How does loc slicing work for a dataframe?

loc slicing works using specified lists of named rows and columns (or ":" for all rows/columns).

Modify

Change this cell so it prints out only the first column.



In [ ]:

    
df.iloc[:,:]

#Answer
df.iloc[:,0]

Summarize

How does iloc slicing work for a dataframe?

iloc slicing works like list or numpy array slicing: 0, -1, : etc.

IMPORTANT CONCEPT

`loc`:

loc['x','y'] will always refer to the same data. This is true even if you delete or reorder rows and columns.
loc['x','y'] will not always refer to the same place in the data frame.

`iloc`:

iloc[i,j] will always refer to the same place in the data frame. iloc[0,0] is the top-left, iloc[n_row-1,n_col-1] is the bottom-right.
iloc[i,j] will not always refer to the same data.

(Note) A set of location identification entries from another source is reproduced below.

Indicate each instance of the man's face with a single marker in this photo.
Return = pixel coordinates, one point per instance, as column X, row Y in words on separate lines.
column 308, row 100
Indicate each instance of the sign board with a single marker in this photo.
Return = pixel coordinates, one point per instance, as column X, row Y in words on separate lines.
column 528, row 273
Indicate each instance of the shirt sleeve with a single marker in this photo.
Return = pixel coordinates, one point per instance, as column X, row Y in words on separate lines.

If you delete or reorder rows and columns, different data could be in each cell.

Confusing thing that happens with `loc` and `iloc`

Data frames often have numbers as labels for each row. This means loc takes a number for the row. But a loc row number is different from an iloc row number. I'll demonstrate:



In [ ]:

    
another_dict = {"col1":[1,2,3],"col2":[3,4,5]}
another_df = pd.DataFrame(another_dict)
another_df

Notice that the row names are 0, 1, and 2. (We did not specify row names in our input dictionary, so pandas gave these row names 0-2).

We can access rows using loc with these integer row labels:



In [ ]:

    
print(another_df.loc[1,"col1"])

Now, let's whack out the middle row.



In [ ]:

    
another_df = another_df.loc[[0,2],:]
another_df

You might expect you can now access second row with loc[1,"col1"], but you can't. The cell below will fail:



In [ ]:

    
another_df.loc[1,"col1"]

REMEMBER: loc[x,y] will always point to the same data. This means another_df.loc[1,"col"] can't point to anything because we deleted the data. The row labeled 1 is gone. The other two rows are still there:



In [ ]:

    
print(another_df.loc[0,"col1"])
print(another_df.loc[2,"col1"])

iloc, though, points to the location in the dataframe. This has now changed:



In [ ]:

    
print(another_df.iloc[0,0])
print(another_df.iloc[1,0])

The following line will now fail because there is no more 3rd row in the data frame:



In [ ]:

    
print(another_df.iloc[2,0])

After deleting the second row (labeld 1):

The first row (labeled 0) is accessed by loc[0,:] or iloc[0,:].
The second row (labeled 2) is accessed by loc[2,:] or iloc[1,:].

Confused yet? KEEP IN MIND:loc refers to data and iloc refers to location in the data frame.

Final note on accessing data: there are lots of ways (too many ways?) to access data in pandas DataFrames

The following calls all access the same values.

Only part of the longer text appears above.